See ya up thereat Lattitudes behind the Hilton on PCola Beach if your going. Good weather for it!

I'll be up there around 6pm or so, but makin a stop at Hemingways for $1 fish taco's first. Love gettin my grub on for cheap on the beach on Wednesdays:thumbup:


----------



## Choozee (Jun 12, 2010)

Yeah, great deals for cheap! I often try the same plan you got goin' on tonight. Wish I could but I am still at work. You should try Lagunas on Sundays on the Boardwalk, bottomless Bloody Marys or Mimosas for $8. They have good food too. Then there's the $5 hamburger plate only at the bar at the Grand Marlin. YUM! Love me some cheap!


----------



## CORNBREAD616 (Jan 11, 2012)

Where are the free oysters at and how often does that happen?


----------



## LITECATCH (Oct 2, 2007)

During the summer months they have free oysters at Gilligans Tiki Bar behind the Hampton Inn on Pensacola Beach. When the weather turns cold they move it over to the Hilton's Lattitudes Tiki Bar. Really nice people, go check it out next Wed. night!


----------



## CORNBREAD616 (Jan 11, 2012)

Sounds great! Ya cant beat good food with great people for free. Ill try and be there. Need to expand my friend base anyway. Tired of fishing by myself unless on a boat.


----------



## TheRoguePirate (Nov 3, 2011)

well perhaps if you did not piss off half the forum with your comments you would have more friends. 

TRP


----------



## CORNBREAD616 (Jan 11, 2012)

TRP, seems like I hit a nerve when I was talking about the NAS pier that you seem to get off on. What is your name by the way. Seems like your a bit bitter towards anyone but yourself. I have no problems. I just choose to speak to people with some head sense. 

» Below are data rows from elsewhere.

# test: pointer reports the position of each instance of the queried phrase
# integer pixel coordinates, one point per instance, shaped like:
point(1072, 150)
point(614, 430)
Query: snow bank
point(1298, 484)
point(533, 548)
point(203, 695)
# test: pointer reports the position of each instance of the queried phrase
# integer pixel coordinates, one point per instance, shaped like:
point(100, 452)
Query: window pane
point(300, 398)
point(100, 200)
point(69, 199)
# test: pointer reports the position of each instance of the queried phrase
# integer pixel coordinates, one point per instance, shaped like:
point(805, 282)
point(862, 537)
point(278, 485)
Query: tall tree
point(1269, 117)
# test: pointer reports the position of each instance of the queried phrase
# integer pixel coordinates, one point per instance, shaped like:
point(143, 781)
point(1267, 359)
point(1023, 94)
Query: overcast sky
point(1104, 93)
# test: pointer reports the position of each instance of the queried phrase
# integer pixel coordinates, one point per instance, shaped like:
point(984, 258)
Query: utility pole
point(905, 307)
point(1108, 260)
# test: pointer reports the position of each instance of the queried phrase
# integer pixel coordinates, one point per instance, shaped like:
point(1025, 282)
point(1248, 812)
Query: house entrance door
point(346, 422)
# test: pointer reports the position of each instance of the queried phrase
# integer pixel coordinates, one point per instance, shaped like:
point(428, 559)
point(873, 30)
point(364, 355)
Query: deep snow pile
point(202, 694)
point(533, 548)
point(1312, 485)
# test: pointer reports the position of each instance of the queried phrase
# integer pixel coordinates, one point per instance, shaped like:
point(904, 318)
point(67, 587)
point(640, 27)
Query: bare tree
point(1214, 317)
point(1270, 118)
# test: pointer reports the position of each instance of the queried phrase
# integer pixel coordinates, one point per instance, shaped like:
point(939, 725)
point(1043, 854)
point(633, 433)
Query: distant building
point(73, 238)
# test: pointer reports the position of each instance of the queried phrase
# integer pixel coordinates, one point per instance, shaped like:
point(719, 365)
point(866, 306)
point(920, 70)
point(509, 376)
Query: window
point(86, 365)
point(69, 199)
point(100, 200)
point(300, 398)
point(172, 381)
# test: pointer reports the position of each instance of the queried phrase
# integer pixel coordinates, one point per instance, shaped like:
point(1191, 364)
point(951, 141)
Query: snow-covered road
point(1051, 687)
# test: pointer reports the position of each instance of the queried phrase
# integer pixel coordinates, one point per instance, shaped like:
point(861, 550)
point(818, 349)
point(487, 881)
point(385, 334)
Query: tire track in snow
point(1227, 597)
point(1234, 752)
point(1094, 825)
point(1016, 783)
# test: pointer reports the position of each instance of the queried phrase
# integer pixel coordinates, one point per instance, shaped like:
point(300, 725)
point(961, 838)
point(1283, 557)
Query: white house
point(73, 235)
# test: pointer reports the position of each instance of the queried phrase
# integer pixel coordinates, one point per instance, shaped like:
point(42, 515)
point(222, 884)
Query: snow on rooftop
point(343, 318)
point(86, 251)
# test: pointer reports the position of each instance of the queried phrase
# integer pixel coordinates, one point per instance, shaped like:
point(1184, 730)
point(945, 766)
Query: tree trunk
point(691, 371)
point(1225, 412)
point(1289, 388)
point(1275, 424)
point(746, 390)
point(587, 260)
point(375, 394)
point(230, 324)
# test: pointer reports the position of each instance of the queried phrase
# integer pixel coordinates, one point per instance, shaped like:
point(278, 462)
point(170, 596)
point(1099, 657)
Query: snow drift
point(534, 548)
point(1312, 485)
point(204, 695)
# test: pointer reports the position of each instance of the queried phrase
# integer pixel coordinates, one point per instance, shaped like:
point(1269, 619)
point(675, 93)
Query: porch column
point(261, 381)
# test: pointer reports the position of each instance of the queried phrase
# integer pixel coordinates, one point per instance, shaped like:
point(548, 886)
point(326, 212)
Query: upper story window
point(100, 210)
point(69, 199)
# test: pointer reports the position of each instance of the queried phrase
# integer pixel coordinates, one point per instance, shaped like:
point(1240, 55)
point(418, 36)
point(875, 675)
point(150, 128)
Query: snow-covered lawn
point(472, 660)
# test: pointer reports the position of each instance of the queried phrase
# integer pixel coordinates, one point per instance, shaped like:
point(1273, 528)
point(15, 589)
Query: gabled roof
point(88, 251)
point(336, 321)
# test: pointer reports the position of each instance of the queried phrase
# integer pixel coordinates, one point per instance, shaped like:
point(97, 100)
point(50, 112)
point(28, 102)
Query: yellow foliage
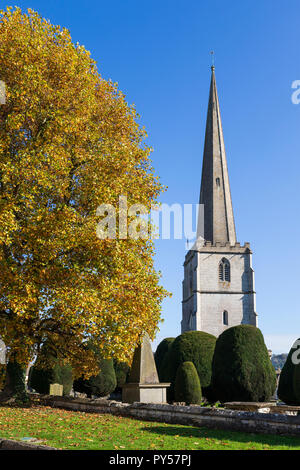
point(68, 143)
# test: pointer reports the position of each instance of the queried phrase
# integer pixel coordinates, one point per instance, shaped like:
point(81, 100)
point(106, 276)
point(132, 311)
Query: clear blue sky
point(159, 53)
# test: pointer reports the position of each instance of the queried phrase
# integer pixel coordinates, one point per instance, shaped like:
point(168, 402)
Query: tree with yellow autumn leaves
point(69, 142)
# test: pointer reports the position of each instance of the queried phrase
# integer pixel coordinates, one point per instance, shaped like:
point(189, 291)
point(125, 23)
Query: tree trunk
point(14, 386)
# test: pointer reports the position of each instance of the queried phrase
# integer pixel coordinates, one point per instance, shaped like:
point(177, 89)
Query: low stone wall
point(245, 421)
point(9, 444)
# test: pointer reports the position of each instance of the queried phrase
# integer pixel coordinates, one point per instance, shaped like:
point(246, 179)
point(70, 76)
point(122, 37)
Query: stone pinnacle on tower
point(215, 189)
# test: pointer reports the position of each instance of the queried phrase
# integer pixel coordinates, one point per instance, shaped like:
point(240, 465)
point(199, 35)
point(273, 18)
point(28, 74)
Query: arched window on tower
point(224, 270)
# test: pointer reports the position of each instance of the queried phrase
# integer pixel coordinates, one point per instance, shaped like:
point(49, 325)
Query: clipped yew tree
point(40, 379)
point(187, 384)
point(196, 347)
point(242, 369)
point(289, 380)
point(160, 354)
point(70, 147)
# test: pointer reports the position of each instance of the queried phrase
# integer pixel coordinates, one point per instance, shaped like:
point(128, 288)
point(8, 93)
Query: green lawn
point(75, 430)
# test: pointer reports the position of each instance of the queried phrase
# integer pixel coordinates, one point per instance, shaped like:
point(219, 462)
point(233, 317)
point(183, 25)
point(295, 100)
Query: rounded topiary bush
point(2, 375)
point(187, 384)
point(101, 384)
point(196, 347)
point(49, 369)
point(160, 354)
point(242, 369)
point(121, 370)
point(289, 381)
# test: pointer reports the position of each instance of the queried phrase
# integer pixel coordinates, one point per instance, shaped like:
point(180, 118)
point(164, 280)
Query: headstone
point(143, 383)
point(56, 389)
point(2, 352)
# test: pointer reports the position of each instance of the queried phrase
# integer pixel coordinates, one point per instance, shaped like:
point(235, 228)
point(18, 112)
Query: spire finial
point(212, 53)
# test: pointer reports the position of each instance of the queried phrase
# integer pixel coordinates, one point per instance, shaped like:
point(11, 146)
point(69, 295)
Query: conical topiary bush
point(289, 381)
point(242, 369)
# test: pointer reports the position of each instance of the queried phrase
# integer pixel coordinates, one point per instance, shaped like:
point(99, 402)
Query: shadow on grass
point(224, 435)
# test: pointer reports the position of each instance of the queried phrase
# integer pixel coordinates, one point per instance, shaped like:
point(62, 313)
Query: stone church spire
point(215, 189)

But hey thanks for your comments. I find them useful.


----------



## TheRoguePirate (Nov 3, 2011)

my man...just pointing it out. no ill will or name callin, but if your going to post on public forums you better man up. not everyone will tell you what you want to hear all the time. Thick skin hombre, thick skin. Have a fine military day


----------



## BananaTom (Feb 16, 2008)

TheRoguePirate said:


> well perhaps if you did not piss off half the forum with your comments you would have more friends.
> 
> TRP


*TRP ~~ Are you Woody?? Hiding behind a second name again?*

*Just asking, as the Haterade signature mandates that thought.*


----------



## TheRoguePirate (Nov 3, 2011)

Woody?, sorry I am not woody. The hateraide was a test for the signature that i cant figure out how to replace, all my other jpgs/gifs will not upload. including a pic for under my name.

TRP


----------